You control which users have access to data, objects, fields, and individual records.

Objects
Access to object-level data is the simplest method form of control. By granting permissions at the object (tab) level, you can prevent certain users from creating, viewing, editing, or deleting records of that object. For example, you can use object permissions to ensure that brokers can view contacts and properties, but not edit or delete them.

Fields
You can restrict access to certain fields even if a user has access to the object. For example, you can make a specific field invisible to brokers, but visible to management and marketing.

Records
You can allow particular users to view an object, but then restrict the individual object records they are allowed to see. For example, an interviewer can view and edit her own reviews, but not the reviews of other interviewers. You can manage record-level access in these four ways.

  • Organization-wide defaults (Sharing Settings) specify the default level of access users have to each others’ records. You use org-wide sharing settings to lock down your data to the most restrictive level, and then use the other record-level security and sharing tools to selectively give access to other users.

  • Role hierarchies grant access to users higher up in the hierarchy to allow them access to not only their records, but records of users below them in the hierarchy as well.

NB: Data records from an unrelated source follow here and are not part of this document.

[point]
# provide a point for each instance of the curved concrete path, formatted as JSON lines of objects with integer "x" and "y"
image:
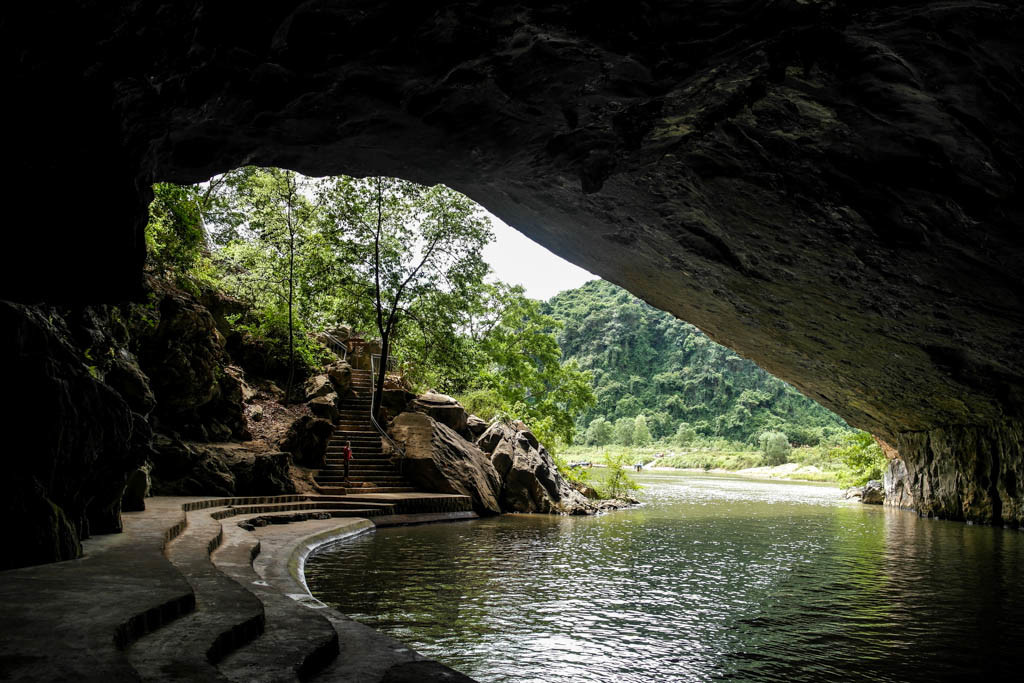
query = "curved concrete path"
{"x": 185, "y": 593}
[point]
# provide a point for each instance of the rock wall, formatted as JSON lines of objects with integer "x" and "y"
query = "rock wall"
{"x": 965, "y": 473}
{"x": 506, "y": 470}
{"x": 72, "y": 441}
{"x": 833, "y": 188}
{"x": 437, "y": 459}
{"x": 88, "y": 387}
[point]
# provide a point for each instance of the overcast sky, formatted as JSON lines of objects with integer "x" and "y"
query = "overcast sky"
{"x": 518, "y": 260}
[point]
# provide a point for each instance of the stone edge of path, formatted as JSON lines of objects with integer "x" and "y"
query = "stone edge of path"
{"x": 377, "y": 656}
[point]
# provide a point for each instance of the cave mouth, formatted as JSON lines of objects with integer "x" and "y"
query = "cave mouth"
{"x": 832, "y": 191}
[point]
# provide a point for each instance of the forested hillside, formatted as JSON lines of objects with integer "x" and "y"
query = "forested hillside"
{"x": 646, "y": 363}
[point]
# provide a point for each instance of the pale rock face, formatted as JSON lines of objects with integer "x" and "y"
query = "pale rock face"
{"x": 438, "y": 459}
{"x": 441, "y": 408}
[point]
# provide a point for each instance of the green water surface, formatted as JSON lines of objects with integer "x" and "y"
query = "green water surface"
{"x": 712, "y": 579}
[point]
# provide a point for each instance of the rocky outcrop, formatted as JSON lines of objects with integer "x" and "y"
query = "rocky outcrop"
{"x": 72, "y": 444}
{"x": 220, "y": 469}
{"x": 969, "y": 473}
{"x": 182, "y": 353}
{"x": 873, "y": 493}
{"x": 897, "y": 487}
{"x": 530, "y": 481}
{"x": 437, "y": 459}
{"x": 306, "y": 440}
{"x": 444, "y": 410}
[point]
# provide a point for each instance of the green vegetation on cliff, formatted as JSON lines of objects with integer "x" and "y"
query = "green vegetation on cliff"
{"x": 656, "y": 378}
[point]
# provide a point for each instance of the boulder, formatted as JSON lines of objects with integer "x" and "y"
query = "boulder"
{"x": 181, "y": 351}
{"x": 181, "y": 468}
{"x": 318, "y": 385}
{"x": 438, "y": 459}
{"x": 530, "y": 478}
{"x": 306, "y": 439}
{"x": 875, "y": 493}
{"x": 125, "y": 377}
{"x": 444, "y": 410}
{"x": 494, "y": 435}
{"x": 136, "y": 491}
{"x": 475, "y": 426}
{"x": 77, "y": 441}
{"x": 326, "y": 407}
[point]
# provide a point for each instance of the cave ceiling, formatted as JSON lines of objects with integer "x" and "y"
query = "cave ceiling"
{"x": 832, "y": 188}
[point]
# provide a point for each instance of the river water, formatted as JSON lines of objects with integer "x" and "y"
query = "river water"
{"x": 712, "y": 579}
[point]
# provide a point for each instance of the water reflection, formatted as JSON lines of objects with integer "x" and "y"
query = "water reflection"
{"x": 714, "y": 579}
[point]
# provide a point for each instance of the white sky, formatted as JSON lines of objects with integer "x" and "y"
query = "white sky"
{"x": 518, "y": 260}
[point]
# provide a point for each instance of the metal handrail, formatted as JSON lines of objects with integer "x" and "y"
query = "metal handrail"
{"x": 374, "y": 359}
{"x": 339, "y": 347}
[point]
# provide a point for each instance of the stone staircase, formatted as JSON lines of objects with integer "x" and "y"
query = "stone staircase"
{"x": 178, "y": 596}
{"x": 371, "y": 470}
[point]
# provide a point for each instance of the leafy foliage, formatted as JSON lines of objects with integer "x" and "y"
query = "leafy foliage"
{"x": 862, "y": 457}
{"x": 775, "y": 446}
{"x": 645, "y": 361}
{"x": 617, "y": 483}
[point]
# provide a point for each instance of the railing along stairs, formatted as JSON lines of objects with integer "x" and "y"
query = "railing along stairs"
{"x": 374, "y": 363}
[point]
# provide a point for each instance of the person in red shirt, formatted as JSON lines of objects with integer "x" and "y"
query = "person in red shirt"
{"x": 346, "y": 453}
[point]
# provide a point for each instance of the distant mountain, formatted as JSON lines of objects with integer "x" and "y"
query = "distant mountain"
{"x": 646, "y": 361}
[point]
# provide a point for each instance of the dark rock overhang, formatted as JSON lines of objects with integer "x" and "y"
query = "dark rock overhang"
{"x": 832, "y": 188}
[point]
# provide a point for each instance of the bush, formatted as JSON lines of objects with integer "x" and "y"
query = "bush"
{"x": 619, "y": 483}
{"x": 861, "y": 457}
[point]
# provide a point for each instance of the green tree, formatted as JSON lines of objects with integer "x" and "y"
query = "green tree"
{"x": 174, "y": 233}
{"x": 641, "y": 433}
{"x": 684, "y": 435}
{"x": 421, "y": 253}
{"x": 862, "y": 458}
{"x": 775, "y": 446}
{"x": 521, "y": 363}
{"x": 599, "y": 432}
{"x": 619, "y": 483}
{"x": 624, "y": 431}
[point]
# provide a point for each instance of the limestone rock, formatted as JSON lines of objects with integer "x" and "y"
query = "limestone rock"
{"x": 181, "y": 468}
{"x": 838, "y": 200}
{"x": 873, "y": 493}
{"x": 136, "y": 489}
{"x": 475, "y": 426}
{"x": 306, "y": 439}
{"x": 318, "y": 385}
{"x": 442, "y": 409}
{"x": 438, "y": 459}
{"x": 530, "y": 481}
{"x": 326, "y": 407}
{"x": 127, "y": 379}
{"x": 76, "y": 441}
{"x": 340, "y": 374}
{"x": 967, "y": 472}
{"x": 897, "y": 485}
{"x": 494, "y": 435}
{"x": 184, "y": 359}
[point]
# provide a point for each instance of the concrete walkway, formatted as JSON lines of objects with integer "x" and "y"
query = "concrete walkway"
{"x": 185, "y": 593}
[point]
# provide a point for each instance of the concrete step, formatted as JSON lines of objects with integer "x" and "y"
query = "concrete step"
{"x": 297, "y": 642}
{"x": 380, "y": 489}
{"x": 339, "y": 479}
{"x": 252, "y": 510}
{"x": 226, "y": 615}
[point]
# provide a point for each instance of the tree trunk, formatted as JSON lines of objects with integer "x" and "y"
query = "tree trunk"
{"x": 381, "y": 373}
{"x": 291, "y": 327}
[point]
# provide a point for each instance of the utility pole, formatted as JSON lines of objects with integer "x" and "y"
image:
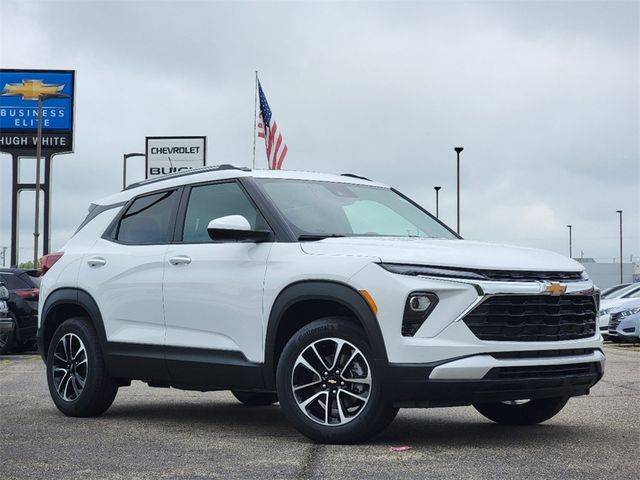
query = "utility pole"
{"x": 437, "y": 189}
{"x": 620, "y": 213}
{"x": 36, "y": 228}
{"x": 458, "y": 150}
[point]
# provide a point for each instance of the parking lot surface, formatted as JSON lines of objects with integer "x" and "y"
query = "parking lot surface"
{"x": 163, "y": 433}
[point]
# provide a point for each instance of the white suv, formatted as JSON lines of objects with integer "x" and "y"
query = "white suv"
{"x": 335, "y": 295}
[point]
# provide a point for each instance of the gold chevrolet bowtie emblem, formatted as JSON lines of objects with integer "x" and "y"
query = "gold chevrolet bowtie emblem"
{"x": 555, "y": 288}
{"x": 32, "y": 89}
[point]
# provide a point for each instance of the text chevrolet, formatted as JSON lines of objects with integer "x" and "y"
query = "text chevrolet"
{"x": 335, "y": 295}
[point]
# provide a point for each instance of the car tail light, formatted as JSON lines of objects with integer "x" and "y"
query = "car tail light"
{"x": 49, "y": 260}
{"x": 31, "y": 294}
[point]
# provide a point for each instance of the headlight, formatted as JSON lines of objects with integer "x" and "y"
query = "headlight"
{"x": 417, "y": 270}
{"x": 628, "y": 312}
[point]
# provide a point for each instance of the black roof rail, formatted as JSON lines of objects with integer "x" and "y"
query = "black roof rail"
{"x": 353, "y": 175}
{"x": 212, "y": 168}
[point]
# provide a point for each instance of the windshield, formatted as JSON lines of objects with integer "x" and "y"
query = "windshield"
{"x": 324, "y": 209}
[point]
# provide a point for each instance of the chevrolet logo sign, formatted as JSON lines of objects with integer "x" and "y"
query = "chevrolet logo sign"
{"x": 555, "y": 288}
{"x": 32, "y": 89}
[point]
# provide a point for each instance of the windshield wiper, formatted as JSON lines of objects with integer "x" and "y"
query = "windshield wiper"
{"x": 318, "y": 236}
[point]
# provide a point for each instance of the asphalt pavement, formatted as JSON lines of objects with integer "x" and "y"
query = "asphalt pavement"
{"x": 165, "y": 433}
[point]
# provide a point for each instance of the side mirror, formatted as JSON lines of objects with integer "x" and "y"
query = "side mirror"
{"x": 235, "y": 227}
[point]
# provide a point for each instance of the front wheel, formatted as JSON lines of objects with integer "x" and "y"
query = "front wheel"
{"x": 522, "y": 412}
{"x": 76, "y": 373}
{"x": 329, "y": 385}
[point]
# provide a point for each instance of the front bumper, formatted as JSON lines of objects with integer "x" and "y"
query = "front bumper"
{"x": 484, "y": 378}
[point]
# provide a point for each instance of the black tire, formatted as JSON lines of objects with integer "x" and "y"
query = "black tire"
{"x": 255, "y": 399}
{"x": 99, "y": 389}
{"x": 7, "y": 343}
{"x": 8, "y": 340}
{"x": 529, "y": 413}
{"x": 373, "y": 417}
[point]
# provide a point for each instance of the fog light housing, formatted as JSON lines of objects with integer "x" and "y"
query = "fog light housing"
{"x": 418, "y": 307}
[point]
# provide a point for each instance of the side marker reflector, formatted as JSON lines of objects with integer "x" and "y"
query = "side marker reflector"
{"x": 369, "y": 299}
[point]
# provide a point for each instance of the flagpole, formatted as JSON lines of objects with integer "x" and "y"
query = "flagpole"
{"x": 255, "y": 120}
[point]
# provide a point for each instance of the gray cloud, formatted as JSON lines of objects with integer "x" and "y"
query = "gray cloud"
{"x": 544, "y": 97}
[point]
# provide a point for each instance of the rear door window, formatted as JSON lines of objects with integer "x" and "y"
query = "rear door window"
{"x": 148, "y": 220}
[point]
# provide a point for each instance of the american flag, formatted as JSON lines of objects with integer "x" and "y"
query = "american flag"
{"x": 268, "y": 129}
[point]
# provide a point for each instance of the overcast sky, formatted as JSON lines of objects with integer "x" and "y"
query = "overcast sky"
{"x": 544, "y": 97}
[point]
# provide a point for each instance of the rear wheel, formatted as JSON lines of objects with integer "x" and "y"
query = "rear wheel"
{"x": 329, "y": 385}
{"x": 522, "y": 412}
{"x": 7, "y": 341}
{"x": 76, "y": 374}
{"x": 255, "y": 399}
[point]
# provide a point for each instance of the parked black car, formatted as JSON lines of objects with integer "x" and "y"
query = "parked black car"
{"x": 23, "y": 286}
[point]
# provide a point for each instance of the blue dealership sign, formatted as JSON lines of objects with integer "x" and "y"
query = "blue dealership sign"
{"x": 19, "y": 93}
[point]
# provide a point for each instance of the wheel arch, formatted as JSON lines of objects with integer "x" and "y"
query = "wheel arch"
{"x": 329, "y": 298}
{"x": 65, "y": 303}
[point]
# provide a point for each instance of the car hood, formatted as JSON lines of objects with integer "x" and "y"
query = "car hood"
{"x": 446, "y": 253}
{"x": 619, "y": 303}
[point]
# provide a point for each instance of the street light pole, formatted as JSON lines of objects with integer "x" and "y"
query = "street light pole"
{"x": 36, "y": 228}
{"x": 458, "y": 150}
{"x": 125, "y": 157}
{"x": 620, "y": 213}
{"x": 437, "y": 189}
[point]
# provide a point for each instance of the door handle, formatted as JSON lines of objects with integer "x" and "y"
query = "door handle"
{"x": 180, "y": 260}
{"x": 96, "y": 262}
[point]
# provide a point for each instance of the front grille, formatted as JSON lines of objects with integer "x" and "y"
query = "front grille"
{"x": 525, "y": 276}
{"x": 533, "y": 318}
{"x": 542, "y": 371}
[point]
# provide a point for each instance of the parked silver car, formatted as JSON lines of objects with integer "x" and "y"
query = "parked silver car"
{"x": 624, "y": 325}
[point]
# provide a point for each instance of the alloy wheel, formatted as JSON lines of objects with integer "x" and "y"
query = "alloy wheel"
{"x": 331, "y": 381}
{"x": 70, "y": 367}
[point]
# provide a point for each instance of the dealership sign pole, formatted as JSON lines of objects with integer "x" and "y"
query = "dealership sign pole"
{"x": 28, "y": 130}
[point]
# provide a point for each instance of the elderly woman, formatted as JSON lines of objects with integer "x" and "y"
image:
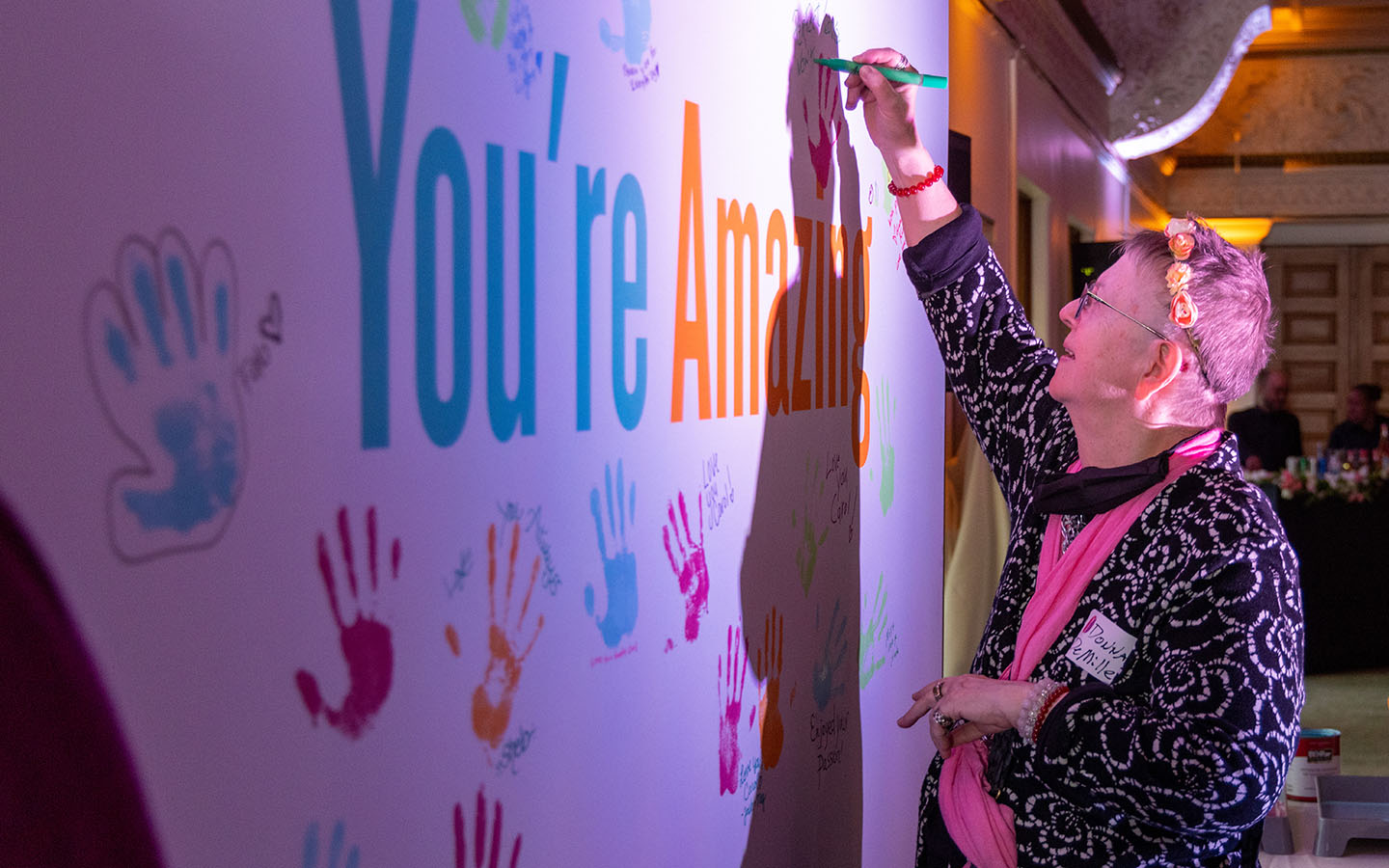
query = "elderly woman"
{"x": 1135, "y": 696}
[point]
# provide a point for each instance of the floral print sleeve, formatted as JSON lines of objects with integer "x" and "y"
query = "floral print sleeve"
{"x": 994, "y": 362}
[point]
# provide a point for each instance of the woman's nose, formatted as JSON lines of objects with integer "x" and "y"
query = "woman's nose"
{"x": 1069, "y": 312}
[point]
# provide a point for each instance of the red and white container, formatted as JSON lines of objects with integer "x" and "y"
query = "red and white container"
{"x": 1319, "y": 753}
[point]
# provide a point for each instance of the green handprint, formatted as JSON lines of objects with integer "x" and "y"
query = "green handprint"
{"x": 477, "y": 28}
{"x": 808, "y": 546}
{"x": 887, "y": 479}
{"x": 868, "y": 665}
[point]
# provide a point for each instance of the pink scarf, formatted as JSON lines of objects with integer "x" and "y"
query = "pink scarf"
{"x": 979, "y": 826}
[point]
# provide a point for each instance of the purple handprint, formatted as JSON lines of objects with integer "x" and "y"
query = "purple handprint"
{"x": 366, "y": 642}
{"x": 731, "y": 703}
{"x": 479, "y": 849}
{"x": 691, "y": 568}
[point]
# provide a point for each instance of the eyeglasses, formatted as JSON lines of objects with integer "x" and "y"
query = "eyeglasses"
{"x": 1089, "y": 295}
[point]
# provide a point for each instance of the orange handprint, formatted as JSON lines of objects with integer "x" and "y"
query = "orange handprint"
{"x": 769, "y": 663}
{"x": 492, "y": 699}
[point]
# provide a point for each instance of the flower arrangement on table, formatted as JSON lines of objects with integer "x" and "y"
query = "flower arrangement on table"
{"x": 1361, "y": 483}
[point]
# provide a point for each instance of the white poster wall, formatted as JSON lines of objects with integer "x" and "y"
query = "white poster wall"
{"x": 479, "y": 429}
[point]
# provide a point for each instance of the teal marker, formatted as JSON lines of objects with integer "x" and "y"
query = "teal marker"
{"x": 892, "y": 74}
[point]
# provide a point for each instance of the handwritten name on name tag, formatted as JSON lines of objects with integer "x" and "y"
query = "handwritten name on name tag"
{"x": 1102, "y": 649}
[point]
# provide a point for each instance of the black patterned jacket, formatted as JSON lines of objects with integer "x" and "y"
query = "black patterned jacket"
{"x": 1187, "y": 748}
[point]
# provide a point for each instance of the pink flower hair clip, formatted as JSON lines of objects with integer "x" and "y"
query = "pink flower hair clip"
{"x": 1181, "y": 240}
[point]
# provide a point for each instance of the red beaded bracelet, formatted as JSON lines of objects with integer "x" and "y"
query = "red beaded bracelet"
{"x": 1048, "y": 704}
{"x": 937, "y": 174}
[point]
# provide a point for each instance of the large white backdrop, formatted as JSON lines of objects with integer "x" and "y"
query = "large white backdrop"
{"x": 479, "y": 417}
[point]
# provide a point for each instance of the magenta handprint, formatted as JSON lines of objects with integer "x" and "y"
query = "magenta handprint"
{"x": 479, "y": 848}
{"x": 831, "y": 122}
{"x": 689, "y": 565}
{"x": 366, "y": 642}
{"x": 492, "y": 699}
{"x": 731, "y": 706}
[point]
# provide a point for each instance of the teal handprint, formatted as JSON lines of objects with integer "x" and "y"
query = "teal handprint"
{"x": 619, "y": 570}
{"x": 810, "y": 545}
{"x": 637, "y": 31}
{"x": 160, "y": 346}
{"x": 870, "y": 663}
{"x": 836, "y": 647}
{"x": 887, "y": 482}
{"x": 335, "y": 849}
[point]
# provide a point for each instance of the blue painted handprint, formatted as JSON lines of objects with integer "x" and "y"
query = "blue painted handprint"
{"x": 836, "y": 647}
{"x": 619, "y": 570}
{"x": 160, "y": 346}
{"x": 335, "y": 849}
{"x": 637, "y": 31}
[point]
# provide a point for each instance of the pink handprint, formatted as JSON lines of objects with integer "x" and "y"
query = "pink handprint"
{"x": 731, "y": 701}
{"x": 479, "y": 849}
{"x": 492, "y": 699}
{"x": 691, "y": 568}
{"x": 831, "y": 122}
{"x": 366, "y": 640}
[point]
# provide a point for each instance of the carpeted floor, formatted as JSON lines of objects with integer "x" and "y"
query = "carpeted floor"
{"x": 1357, "y": 704}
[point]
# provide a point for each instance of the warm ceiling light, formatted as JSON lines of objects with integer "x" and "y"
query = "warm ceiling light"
{"x": 1242, "y": 231}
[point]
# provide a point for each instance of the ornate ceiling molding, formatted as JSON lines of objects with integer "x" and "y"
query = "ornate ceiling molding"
{"x": 1348, "y": 192}
{"x": 1178, "y": 63}
{"x": 1300, "y": 106}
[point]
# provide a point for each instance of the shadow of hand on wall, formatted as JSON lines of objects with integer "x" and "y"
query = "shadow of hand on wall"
{"x": 799, "y": 580}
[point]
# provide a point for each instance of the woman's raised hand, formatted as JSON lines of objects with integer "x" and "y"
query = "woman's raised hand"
{"x": 889, "y": 109}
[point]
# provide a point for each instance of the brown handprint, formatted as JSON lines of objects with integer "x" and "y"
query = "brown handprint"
{"x": 492, "y": 699}
{"x": 479, "y": 849}
{"x": 769, "y": 663}
{"x": 831, "y": 120}
{"x": 366, "y": 640}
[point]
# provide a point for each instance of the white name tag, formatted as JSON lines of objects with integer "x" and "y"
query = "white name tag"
{"x": 1102, "y": 649}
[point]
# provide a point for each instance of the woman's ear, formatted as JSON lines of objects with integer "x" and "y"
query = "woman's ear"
{"x": 1164, "y": 368}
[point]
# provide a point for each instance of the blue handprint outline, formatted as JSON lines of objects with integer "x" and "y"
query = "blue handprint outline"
{"x": 832, "y": 656}
{"x": 335, "y": 848}
{"x": 160, "y": 349}
{"x": 637, "y": 31}
{"x": 619, "y": 570}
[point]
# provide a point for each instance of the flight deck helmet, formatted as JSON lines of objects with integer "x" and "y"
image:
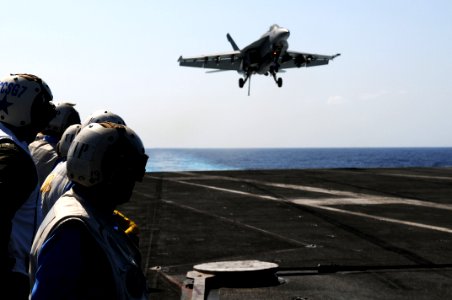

For example, a manager might want to have access to her team's records. Role hierarchies do not have to match your organization chart. Instead, each role in the hierarchy should represent a level of data access that a user or group of users needs.

  • Sharing rules are automatic exceptions to organization-wide defaults for particular groups of users, so they may access records they would not normally see. Sharing rules, like role hierarchies, are only used to give additional users access to records, meaning they cannot be stricter than your organization-wide default settings.

  • Manual sharing allows owners of particular records to share them with other users. Although manual sharing isn’t automated like org-wide sharing settings, role hierarchies, or sharing rules, it can be useful in some situations. An example would be when a recruiter is going on vacation and needs to temporarily assign ownership of a job application to someone else.